Post by Willem Jan WithagenTrouble started when I installed (freebsd-update) 11.1 over a
running 10.4. Which is sort of scarry?
This does sounds 'scary' as I am planning to do this in the (near) future...
Has anyone else experienced issues like this?
Generally I do build the new system software on a running system,
but then go to single user mode to perform the actual install.
I have done many upgrades like that over 18 or so years and never
seen or heard of an issue alike this.
11.x binaries aren't guaranteed to work with a 10.x kernel. So that's a
bit of a problem. freebsd-update shouldn't have let you do that either.
However, most 11.x binaries work well enough to at least bootstrap / fix
problems if booted on a 10.x kernel due to targeted forward
compatibility. You shouldn't count on it for long, but it generally
won't totally brick your box. In the past, and I believe this is still
true, they work well enough to compile and install a new kernel after
pulling sources. The 10.x -> 11.x syscall changes are such that you
should be fine. At least if you are on UFS.
I have been doing those kind of this for years and years. Even upgrading
over NFS and stuff. Sometimes it is a bit too close to the sun and
things burn. But never crash this bad.
Post by Willem Jan WithagenHowever, the ZFS ioctls and such are in the bag of 'don't specifically
guarantee and also they change a lot' so that may be why you can't mount
ZFS by UUID. I've not checked to see if there's specifically an issue
here or not.
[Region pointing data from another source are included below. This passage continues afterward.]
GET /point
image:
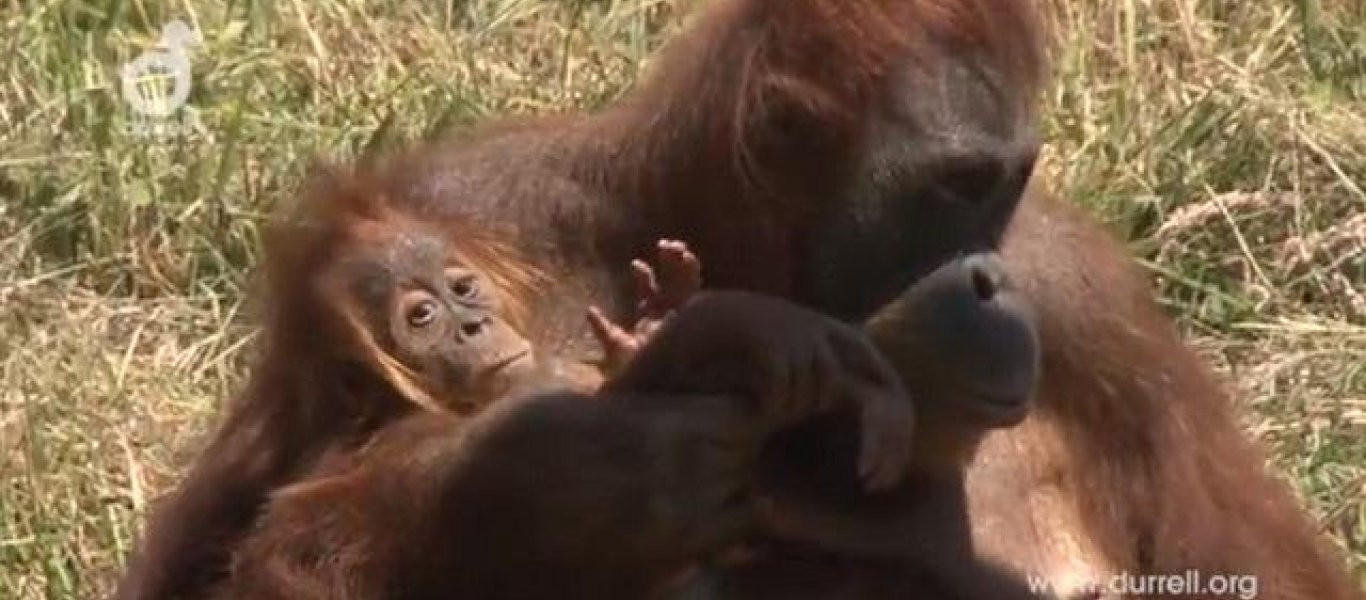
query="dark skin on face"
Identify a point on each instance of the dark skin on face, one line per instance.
(440, 319)
(829, 152)
(608, 495)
The ZFS ABI is somewhat more fragile than other parts of
the system, so you may have issues here.
If all else fails, you may be able to PXE boot an 11 kernel, or boot off
a USB memstick image to install a kernel.
Tried just about replace everything in both the boot-partition (First
growing it to take > 64K gptzfsboot) and in /boot from the memstick.
But the error never went away.
Never had ZFS die on me this bad, that I could not get it back.
Post by Willem Jan WithagenGenerally, while we don't guarantee forward compatibility (running newer
binaries on older kernels), we've generally built enough forward compat
so that things work well enough to complete the upgrade. That's why you
haven't hit an issue in 18 years of upgrading. However, the velocity of
syscall additions has increased, and we've gone from fairly stable
(stale?) ABIs for UFS to a more dynamic one for ZFS where backwards
compat is a bit of a crap shoot and forward compat isn't really there at
all. That's likely why you've hit a speed bump here.
Come to think of it, I did not do this step with freebsd-update, since I
was not at an official release yet. I was going to 11.1-RELEASE, to be
able to start using freebsd-update.
So I don't think I did just do that.... But I tried so much yesterday.
Normally I would installkernel, reboot, installworld, mergemaster,
reboot for systems that are not up for freebsd-update.